Anti-CAA protests in Assam: MFIN asks RBI forbearance for extended payments

The representative body of microfinance institutions, Microfinance Institutions Network (MFIN) has has sought forbearance for extended payments from Reserve Bank of India. MFIN's move comes on the back of anti-Citizenship Amendment Act (CAA) protests taking place in the entire north-east region, pockets of Uttar Pradesh, as well as parts of West Bengal.

“We have asked RBI for forbearance as the payments have been impacted in few districts in Assam. In some cases, by January, the defaults will run into 90 days,” said a senior official at MFIN. However, the delays have not yet translated into defaults and MFIs are hopeful of recovery once the situation eases. Microfinance institutions had reported higher NPAs in Q2 of the current financial year due to defaults in Assam.

The total microfinance portfolio in Assam in close to Rs 12,000 crore. About 40 per cent of the portfolio, or Rs 4,800 crore is concentrated in upper Assam, the area where anti-microfinance protests have been taking place. According MFIN data, the gross loan portfolio of NBFCs and MFIs in Assam is about Rs 2,500 crore.

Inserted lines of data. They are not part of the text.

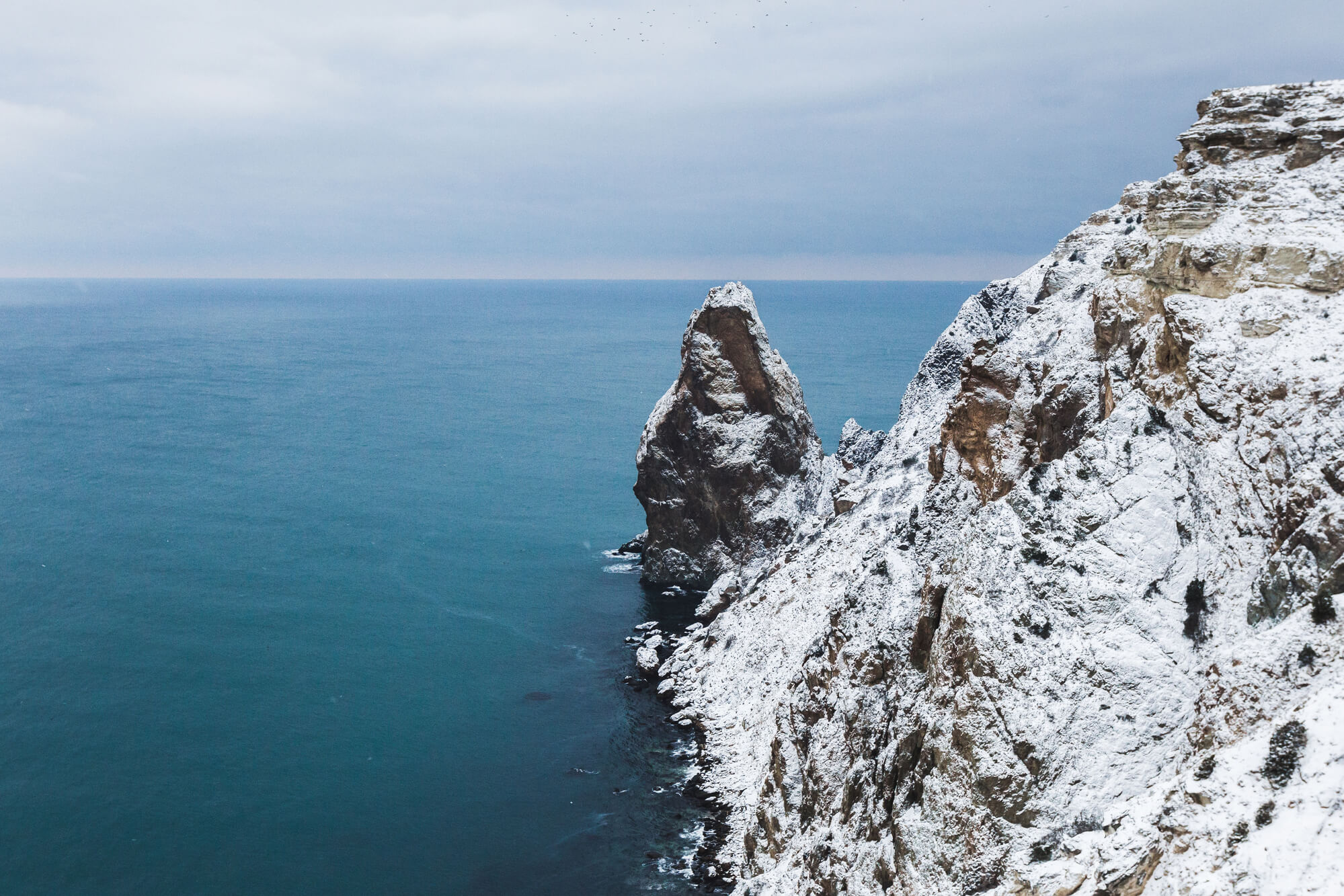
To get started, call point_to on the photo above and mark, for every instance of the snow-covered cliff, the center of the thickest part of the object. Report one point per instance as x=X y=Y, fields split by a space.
x=1072 y=629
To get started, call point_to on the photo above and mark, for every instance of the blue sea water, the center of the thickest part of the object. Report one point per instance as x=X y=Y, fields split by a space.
x=304 y=586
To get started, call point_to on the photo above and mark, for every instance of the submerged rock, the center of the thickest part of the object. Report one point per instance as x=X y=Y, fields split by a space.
x=1053 y=639
x=730 y=461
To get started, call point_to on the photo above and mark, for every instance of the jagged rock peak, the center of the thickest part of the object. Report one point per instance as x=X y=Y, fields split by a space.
x=1302 y=121
x=730 y=462
x=1076 y=626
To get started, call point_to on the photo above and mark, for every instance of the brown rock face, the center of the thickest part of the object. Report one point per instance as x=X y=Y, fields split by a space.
x=730 y=461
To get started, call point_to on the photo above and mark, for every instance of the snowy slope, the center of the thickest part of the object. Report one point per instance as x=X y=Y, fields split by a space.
x=1047 y=641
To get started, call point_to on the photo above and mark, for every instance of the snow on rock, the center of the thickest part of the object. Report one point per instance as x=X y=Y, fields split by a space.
x=730 y=461
x=1074 y=629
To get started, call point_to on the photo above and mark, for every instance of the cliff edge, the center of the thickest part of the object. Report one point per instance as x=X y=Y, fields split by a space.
x=730 y=462
x=1073 y=626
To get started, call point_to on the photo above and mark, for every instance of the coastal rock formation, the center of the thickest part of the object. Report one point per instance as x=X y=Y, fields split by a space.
x=730 y=460
x=1076 y=626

“In some pockets there are delays in repayments, but due to this delay, the PAR 30 (portfolio at risk beyond 30 days) will not be impacted” said Kuldip Maity, MD and CEO at Village Financial Services.

According to the latest report from CRIF High Mark, the credit bureau for the microfinance segment, Q2 of FY2019-20 witnessed overall higher delinquency levels than in the quarter which ended on June 2019. PAR 1-30 (portfolio at risk open for loans overdue between one and 30 days) was contained at one per cent during the quarter ended Q1 after rising to 2.9 per cent in the quarter ended September 2018. However, once again it breached the one-per cent mark, and was reported at 1.3 per cent at the end of Q2 this financial year.

The PAR 180+ (portfolio at risk open for loans overdue for 180 days) stands high at 4.5 per cent. This is 0.2 per cent higher than the previous quarter, though 1 per cent lower than the same period last year.

Factors like natural calamities and over-indebtedness have added to the delays.

In Assam, protests against microfinance organisations are being led by one Jagrata Mahila Suraksha Samaj, which claims microfinance lending is responsible for suicides in the state.  

Now, dominant players in the MFI segment are the banks. In September 2019, the share of GLP for banks rose to 40.8 per cent, while that of NBFC MFIs was down to about 30 per cent. Banks have reported a high Y-o-Y growth of 68 per cent, as of September 2019.

They dominate urban and rural geographies both, in volume and value as of Q2 of FY 2019-20. Hence, apart from MFIs, banks are expected to see higher NPAs due to the disruptions.